In ihrem von Chaos und Zerstörung geprägten Leben, in dem die Sachsen wie ein Buschfeuer über Britannien hinweggerast waren, in dem sogar Rom selbst erbebt und zerbröckelt war, hatte Regina ihre Familie als etwas zu betrachten gelernt, was man nicht in die Freiheit zu entlassen, sondern zu bewahren hatte: eine Bürde, die gerettet werden musste. Selbst wenn es bedeutete, ein Loch in die Erde zu graben. Es war, als hätte sie Brica gar nicht erst zur Welt kommen lassen, sondern sie in ihrem Mutterleib behalten, ein dunkles Ding, blutig, voller Groll – aber in Sicherheit.

 

In den letzten Tagen waren die Frauen abgelenkt. Sie unterhielten sich aufgeregt über ein neues Licht am Himmel, wie ein brennendes Boot, das den großen Sternenstrom befuhr, und über die Bedeutung eines solch erstaunlichen Omens.

Regina hatte jedoch keine Angst. Vielleicht war es das Feuerschiff, das ihre Kindheit erhellt hatte und nun, wo sie immer kälter wurde, zurückgekehrt war, um sie zu wärmen.

Und dann endeten die Gespräche. In den Korridoren ihres Geistes schienen die Lichter eines nach dem anderen zu verlöschen.

Doch dann glaubte sie, eine Stimme zu hören, die sie rief.

Sie lief durch Korridore. Sie war leicht und klein, und sie lachte, befreit von dem Ding in ihrem Bauch. Sie lief, bis sie ihre Mutter fand, die in ihrem Zimmer saß und sich einen silbernen Spiegel vors Gesicht hielt, während Cartumandua ihr die goldenen Haare flocht. Als sie Regina kommen hörte, drehte Julia sich um und lächelte.

 

Im selben Jahr – dem Jahr 476 nach Christus, Reginas Todesjahr – wurde der Kindkaiser Romulus Augustulus von dem germanischen Krieger Odoaker abgesetzt. Es gab nicht einmal einen nominellen Versuch, Ersatz für ihn zu finden. Das Kaisersystem war zusammengebrochen. Odoaker erklärte sich zum König von Italien.

Odoaker war kein Sachse. Er und sein Nachfolger Theoderich befürworteten ein friedliches Zusammenleben. Sie hatten große Ehrfurcht vor der Vergangenheit und setzten auf Kontinuität und Bewahrung. Theoderich erhob eine Steuer auf Wein und restaurierte mit den Einkünften die Kaiserpaläste. Er ließ das Amphitheater instand setzen, nachdem es bei einem Erdbeben beschädigt worden war, und befahl den Straßenwächtern, auf den leisen Glockenklang zu achten, der einen Dieb verriet, wenn dieser einen Arm, ein Bein oder den Kopf einer der abertausend ehernen Statuen der Stadt zu stehlen versuchte.

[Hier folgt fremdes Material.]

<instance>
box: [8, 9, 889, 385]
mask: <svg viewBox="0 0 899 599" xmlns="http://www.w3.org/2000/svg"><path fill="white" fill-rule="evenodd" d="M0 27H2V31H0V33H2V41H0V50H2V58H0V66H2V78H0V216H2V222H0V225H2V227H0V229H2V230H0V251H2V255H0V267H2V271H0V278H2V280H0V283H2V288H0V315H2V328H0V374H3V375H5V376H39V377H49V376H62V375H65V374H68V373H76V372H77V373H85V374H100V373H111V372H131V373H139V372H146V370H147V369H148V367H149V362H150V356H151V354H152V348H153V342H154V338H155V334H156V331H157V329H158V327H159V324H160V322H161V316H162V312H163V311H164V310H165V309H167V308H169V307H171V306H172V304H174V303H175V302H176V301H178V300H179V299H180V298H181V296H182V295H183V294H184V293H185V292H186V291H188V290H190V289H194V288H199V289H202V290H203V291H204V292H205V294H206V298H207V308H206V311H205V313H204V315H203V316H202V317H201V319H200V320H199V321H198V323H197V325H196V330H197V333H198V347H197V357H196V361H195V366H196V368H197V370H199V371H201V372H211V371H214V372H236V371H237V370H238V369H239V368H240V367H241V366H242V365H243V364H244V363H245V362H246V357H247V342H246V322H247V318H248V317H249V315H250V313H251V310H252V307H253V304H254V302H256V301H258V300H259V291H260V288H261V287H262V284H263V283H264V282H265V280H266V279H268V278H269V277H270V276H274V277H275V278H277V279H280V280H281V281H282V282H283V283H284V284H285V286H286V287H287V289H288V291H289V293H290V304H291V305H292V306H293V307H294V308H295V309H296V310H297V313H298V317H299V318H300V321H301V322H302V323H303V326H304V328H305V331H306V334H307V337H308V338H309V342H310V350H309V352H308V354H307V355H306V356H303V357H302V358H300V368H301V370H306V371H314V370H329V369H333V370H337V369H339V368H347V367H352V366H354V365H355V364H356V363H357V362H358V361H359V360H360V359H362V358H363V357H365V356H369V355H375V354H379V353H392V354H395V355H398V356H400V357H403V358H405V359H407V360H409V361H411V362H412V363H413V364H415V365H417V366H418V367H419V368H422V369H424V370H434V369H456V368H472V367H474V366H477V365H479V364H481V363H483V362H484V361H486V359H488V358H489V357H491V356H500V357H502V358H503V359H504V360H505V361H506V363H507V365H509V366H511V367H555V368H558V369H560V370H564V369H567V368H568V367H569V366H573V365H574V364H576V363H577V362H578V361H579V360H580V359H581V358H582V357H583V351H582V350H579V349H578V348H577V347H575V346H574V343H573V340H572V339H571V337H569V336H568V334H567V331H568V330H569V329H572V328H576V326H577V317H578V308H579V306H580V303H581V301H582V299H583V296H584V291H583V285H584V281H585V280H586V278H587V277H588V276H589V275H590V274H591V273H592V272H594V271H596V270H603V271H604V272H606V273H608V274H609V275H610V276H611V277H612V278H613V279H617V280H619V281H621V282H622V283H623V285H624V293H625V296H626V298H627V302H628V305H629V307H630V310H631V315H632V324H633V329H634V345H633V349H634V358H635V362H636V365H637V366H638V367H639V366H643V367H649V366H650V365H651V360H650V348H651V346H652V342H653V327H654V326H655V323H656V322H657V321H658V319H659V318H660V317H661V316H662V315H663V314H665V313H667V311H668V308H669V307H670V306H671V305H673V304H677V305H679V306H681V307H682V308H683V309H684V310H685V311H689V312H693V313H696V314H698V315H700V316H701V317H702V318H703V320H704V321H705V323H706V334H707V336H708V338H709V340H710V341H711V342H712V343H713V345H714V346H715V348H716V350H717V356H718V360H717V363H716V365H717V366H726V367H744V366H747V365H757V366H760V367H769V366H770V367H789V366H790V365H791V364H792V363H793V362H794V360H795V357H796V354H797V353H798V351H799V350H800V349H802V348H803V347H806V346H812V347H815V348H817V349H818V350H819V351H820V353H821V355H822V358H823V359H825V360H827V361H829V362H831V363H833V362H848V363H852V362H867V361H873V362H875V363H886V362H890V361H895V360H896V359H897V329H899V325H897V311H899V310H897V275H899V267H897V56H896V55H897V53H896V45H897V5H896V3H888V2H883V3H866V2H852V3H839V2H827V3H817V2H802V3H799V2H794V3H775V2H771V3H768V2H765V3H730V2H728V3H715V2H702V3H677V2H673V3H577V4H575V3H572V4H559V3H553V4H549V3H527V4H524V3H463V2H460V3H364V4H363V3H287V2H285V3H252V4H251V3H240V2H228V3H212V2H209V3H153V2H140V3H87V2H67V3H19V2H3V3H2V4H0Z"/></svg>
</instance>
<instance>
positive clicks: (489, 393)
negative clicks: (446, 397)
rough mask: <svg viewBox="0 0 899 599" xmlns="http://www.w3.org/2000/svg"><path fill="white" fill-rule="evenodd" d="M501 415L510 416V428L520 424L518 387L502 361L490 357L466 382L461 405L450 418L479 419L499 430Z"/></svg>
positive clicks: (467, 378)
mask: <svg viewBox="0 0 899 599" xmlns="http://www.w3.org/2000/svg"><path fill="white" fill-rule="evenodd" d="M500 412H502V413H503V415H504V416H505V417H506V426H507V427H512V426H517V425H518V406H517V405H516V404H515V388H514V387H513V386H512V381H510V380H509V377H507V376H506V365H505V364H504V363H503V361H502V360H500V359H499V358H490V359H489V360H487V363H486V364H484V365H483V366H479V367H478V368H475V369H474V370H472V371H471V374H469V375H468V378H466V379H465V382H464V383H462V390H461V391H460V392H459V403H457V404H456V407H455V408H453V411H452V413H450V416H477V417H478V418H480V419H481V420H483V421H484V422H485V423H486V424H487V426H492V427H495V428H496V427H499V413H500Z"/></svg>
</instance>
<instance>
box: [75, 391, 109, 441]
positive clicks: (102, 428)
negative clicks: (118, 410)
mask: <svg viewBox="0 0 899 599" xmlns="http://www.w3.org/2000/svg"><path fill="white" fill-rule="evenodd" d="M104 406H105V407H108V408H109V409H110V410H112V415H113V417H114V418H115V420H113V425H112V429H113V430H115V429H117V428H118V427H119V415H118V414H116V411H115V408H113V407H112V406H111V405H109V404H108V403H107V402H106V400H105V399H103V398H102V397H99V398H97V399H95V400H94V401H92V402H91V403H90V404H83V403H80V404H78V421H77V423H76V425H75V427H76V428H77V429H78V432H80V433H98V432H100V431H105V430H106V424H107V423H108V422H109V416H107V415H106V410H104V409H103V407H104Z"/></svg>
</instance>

In der Zeit dieser ersten barbarischen Könige Roms gab es viele Gerüchte über unterirdische Schätze und sogar über reiche Klöster voller schöner Frauen, vielleicht Nonnen, die Gold und Juwelen horteten. Theoderichs Handlanger suchten nach der Wahrheit hinter diesen Legenden und gingen sogar so weit, einige der alten Katakomben an der Via Appia und anderswo aufzubrechen. Aber es wurde nie etwas von Bedeutung gefunden.